От досады на себя она специально подбирала слова, которые должны были быть для него обидными, и бросала их зло и резко, как камни. Но он, похоже, руководствовался в жизни принципом «на обиженных воду возят», а потому не обратил ни на слова ее, ни на тон ни малейшего внимания.
– Всех не буду, – ответил он. – Тем более я здесь сам в гостях.
– Да? – удивилась Нинка. – А с хозяйством справляешься, как хозяин.
– Что ты называешь хозяйством? – усмехнулся он. – Ешь давай.
Аппетита у Нинки не было никакого, но она понимала, что поесть надо. Может, от этого прекратится и озноб, и тошнота, и даже головная боль.

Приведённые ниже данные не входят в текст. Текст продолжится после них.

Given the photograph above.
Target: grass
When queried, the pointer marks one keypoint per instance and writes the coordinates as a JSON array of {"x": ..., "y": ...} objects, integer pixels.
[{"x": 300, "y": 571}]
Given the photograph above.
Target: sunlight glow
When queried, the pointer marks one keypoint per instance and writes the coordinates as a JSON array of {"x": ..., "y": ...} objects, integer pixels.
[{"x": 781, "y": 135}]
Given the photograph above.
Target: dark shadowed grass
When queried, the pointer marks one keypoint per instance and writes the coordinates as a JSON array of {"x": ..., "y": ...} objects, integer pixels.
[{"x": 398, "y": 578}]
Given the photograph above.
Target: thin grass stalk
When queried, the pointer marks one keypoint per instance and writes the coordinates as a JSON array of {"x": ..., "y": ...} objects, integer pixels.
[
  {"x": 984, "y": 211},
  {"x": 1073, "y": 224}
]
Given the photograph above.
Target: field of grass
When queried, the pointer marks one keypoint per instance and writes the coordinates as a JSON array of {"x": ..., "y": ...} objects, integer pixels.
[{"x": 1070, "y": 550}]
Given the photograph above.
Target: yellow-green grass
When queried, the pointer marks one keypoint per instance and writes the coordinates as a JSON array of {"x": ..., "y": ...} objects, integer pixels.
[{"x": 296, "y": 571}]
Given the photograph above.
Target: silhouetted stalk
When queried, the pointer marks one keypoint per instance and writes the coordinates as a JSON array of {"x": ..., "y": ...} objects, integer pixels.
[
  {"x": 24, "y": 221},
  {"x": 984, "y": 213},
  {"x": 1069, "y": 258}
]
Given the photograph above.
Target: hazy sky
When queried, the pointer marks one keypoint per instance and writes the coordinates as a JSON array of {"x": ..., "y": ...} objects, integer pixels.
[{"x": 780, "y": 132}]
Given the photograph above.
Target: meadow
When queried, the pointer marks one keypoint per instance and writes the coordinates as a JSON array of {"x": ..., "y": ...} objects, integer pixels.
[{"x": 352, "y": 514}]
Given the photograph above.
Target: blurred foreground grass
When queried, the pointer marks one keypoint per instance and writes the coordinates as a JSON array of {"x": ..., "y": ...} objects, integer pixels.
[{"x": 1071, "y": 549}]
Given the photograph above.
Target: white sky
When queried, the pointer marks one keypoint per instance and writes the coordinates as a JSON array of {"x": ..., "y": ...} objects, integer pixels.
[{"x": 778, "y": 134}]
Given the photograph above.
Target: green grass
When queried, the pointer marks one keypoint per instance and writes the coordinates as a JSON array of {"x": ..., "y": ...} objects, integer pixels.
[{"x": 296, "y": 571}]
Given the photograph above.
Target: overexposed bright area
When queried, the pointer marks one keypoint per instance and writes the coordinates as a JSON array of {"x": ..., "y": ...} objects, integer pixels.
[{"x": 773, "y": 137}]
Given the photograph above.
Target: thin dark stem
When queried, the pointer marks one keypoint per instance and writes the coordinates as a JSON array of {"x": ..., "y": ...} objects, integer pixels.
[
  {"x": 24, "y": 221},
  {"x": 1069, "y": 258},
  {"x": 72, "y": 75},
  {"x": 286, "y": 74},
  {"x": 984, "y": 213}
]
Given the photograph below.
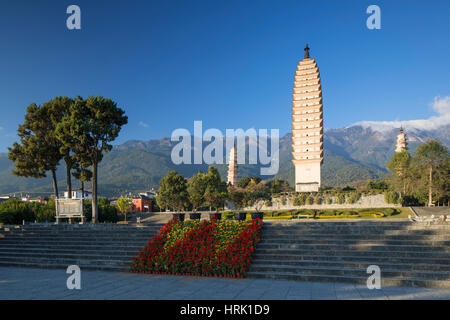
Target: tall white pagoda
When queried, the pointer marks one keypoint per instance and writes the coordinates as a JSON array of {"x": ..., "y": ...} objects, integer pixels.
[{"x": 307, "y": 125}]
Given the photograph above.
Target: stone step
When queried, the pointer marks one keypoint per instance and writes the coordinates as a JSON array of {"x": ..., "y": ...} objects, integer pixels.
[
  {"x": 354, "y": 224},
  {"x": 394, "y": 232},
  {"x": 63, "y": 266},
  {"x": 57, "y": 242},
  {"x": 385, "y": 281},
  {"x": 343, "y": 271},
  {"x": 68, "y": 260},
  {"x": 81, "y": 239},
  {"x": 340, "y": 241},
  {"x": 80, "y": 250},
  {"x": 374, "y": 259},
  {"x": 349, "y": 252},
  {"x": 376, "y": 236},
  {"x": 66, "y": 255},
  {"x": 356, "y": 247},
  {"x": 360, "y": 264},
  {"x": 80, "y": 233}
]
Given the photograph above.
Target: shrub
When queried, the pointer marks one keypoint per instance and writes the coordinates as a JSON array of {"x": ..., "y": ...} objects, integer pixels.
[
  {"x": 391, "y": 197},
  {"x": 14, "y": 211},
  {"x": 209, "y": 249},
  {"x": 341, "y": 198},
  {"x": 299, "y": 200},
  {"x": 106, "y": 212},
  {"x": 354, "y": 197},
  {"x": 47, "y": 212}
]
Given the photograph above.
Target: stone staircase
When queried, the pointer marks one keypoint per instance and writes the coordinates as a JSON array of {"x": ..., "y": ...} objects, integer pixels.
[
  {"x": 408, "y": 254},
  {"x": 91, "y": 247}
]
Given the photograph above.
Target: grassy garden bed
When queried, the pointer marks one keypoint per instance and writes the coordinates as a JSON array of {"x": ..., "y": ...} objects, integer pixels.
[
  {"x": 335, "y": 214},
  {"x": 206, "y": 248}
]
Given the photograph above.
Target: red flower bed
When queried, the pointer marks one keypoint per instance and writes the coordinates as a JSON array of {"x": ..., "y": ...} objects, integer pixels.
[{"x": 199, "y": 252}]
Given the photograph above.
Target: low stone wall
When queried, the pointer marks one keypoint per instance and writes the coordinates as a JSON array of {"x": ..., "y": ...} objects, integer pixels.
[{"x": 365, "y": 201}]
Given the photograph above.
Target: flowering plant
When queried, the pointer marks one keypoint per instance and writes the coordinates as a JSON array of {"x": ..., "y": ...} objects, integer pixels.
[{"x": 210, "y": 248}]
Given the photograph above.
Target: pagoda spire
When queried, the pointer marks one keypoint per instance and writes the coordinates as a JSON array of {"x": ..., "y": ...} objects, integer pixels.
[{"x": 306, "y": 56}]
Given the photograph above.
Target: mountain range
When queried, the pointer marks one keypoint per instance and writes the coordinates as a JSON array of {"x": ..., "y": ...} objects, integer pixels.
[{"x": 351, "y": 154}]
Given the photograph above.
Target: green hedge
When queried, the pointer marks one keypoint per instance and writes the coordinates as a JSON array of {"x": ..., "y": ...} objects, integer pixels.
[{"x": 14, "y": 211}]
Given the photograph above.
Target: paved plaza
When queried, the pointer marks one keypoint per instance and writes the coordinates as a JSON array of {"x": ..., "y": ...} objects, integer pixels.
[{"x": 27, "y": 283}]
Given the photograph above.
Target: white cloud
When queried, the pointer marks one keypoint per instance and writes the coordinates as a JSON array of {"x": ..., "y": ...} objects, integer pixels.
[
  {"x": 440, "y": 105},
  {"x": 143, "y": 124}
]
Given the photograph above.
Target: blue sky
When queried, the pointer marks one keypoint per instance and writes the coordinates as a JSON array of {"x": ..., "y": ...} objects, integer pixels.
[{"x": 230, "y": 64}]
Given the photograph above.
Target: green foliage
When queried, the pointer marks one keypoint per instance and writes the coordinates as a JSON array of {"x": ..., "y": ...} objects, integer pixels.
[
  {"x": 341, "y": 198},
  {"x": 216, "y": 189},
  {"x": 173, "y": 192},
  {"x": 196, "y": 188},
  {"x": 88, "y": 130},
  {"x": 106, "y": 212},
  {"x": 430, "y": 169},
  {"x": 14, "y": 211},
  {"x": 377, "y": 185},
  {"x": 300, "y": 199},
  {"x": 47, "y": 212},
  {"x": 238, "y": 196},
  {"x": 277, "y": 186},
  {"x": 308, "y": 201},
  {"x": 354, "y": 197},
  {"x": 391, "y": 197},
  {"x": 125, "y": 204},
  {"x": 244, "y": 182}
]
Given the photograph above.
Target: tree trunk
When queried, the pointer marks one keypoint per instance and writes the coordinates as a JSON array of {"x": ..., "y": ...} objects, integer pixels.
[
  {"x": 94, "y": 193},
  {"x": 69, "y": 180},
  {"x": 55, "y": 184},
  {"x": 430, "y": 188}
]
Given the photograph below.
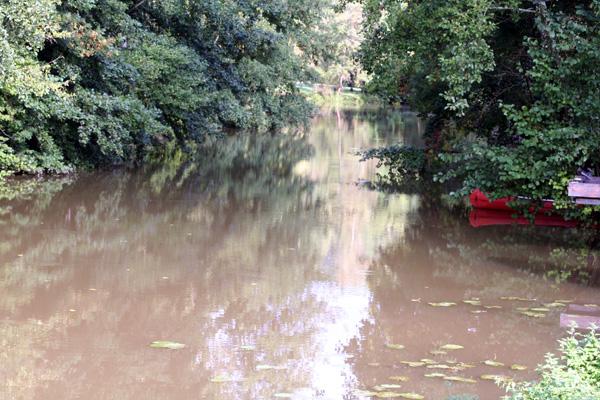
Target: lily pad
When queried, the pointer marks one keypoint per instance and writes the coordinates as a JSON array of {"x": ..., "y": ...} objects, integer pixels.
[
  {"x": 413, "y": 363},
  {"x": 435, "y": 375},
  {"x": 459, "y": 379},
  {"x": 413, "y": 396},
  {"x": 533, "y": 314},
  {"x": 439, "y": 366},
  {"x": 539, "y": 309},
  {"x": 386, "y": 395},
  {"x": 364, "y": 393},
  {"x": 224, "y": 379},
  {"x": 438, "y": 352},
  {"x": 492, "y": 363},
  {"x": 501, "y": 378},
  {"x": 515, "y": 298},
  {"x": 518, "y": 367},
  {"x": 554, "y": 305},
  {"x": 442, "y": 304},
  {"x": 166, "y": 344},
  {"x": 451, "y": 347},
  {"x": 394, "y": 346},
  {"x": 390, "y": 386}
]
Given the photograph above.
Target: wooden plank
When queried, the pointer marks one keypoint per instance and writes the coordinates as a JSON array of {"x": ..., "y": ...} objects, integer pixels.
[
  {"x": 582, "y": 321},
  {"x": 587, "y": 190}
]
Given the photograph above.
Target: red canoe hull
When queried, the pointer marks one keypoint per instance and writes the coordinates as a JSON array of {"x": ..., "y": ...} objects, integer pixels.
[
  {"x": 479, "y": 200},
  {"x": 488, "y": 217}
]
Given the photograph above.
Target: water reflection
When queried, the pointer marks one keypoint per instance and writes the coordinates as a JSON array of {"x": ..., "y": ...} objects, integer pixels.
[{"x": 264, "y": 253}]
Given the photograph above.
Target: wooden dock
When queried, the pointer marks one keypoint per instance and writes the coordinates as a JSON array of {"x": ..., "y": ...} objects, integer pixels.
[{"x": 585, "y": 190}]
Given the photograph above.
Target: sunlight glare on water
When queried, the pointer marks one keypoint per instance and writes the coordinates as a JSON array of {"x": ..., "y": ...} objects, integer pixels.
[{"x": 282, "y": 274}]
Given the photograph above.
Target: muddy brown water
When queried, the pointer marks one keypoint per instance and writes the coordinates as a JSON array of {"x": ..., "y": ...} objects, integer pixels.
[{"x": 280, "y": 274}]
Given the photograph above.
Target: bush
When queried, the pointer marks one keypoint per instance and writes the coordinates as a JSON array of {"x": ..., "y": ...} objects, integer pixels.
[{"x": 575, "y": 375}]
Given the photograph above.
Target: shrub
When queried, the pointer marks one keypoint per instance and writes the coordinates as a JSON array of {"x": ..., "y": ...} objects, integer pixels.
[{"x": 575, "y": 375}]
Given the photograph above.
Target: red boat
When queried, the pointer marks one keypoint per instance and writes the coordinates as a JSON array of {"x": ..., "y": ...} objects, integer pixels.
[
  {"x": 489, "y": 217},
  {"x": 486, "y": 212},
  {"x": 480, "y": 200}
]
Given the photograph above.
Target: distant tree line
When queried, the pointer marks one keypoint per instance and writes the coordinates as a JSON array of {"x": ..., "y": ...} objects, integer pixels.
[
  {"x": 85, "y": 83},
  {"x": 511, "y": 87}
]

Она жевала яичницу, которая казалась ей безвкусной, и думала, как бы осторожненько выяснить, есть кто-нибудь дома или нет. Не хотелось бы сразу встретиться с родными и близкими, явившись домой босиком и в чужой майке, надетой на голое тело. И к тому же хотелось порыдать, а это, безусловно, лучше было проделать в одиночестве.
– Ты на диете? – поинтересовался Феликс.
– Почему? – не поняла Нинка.
– Без соли ешь.
– А!.. Да нет, задумалась просто.
– О чем?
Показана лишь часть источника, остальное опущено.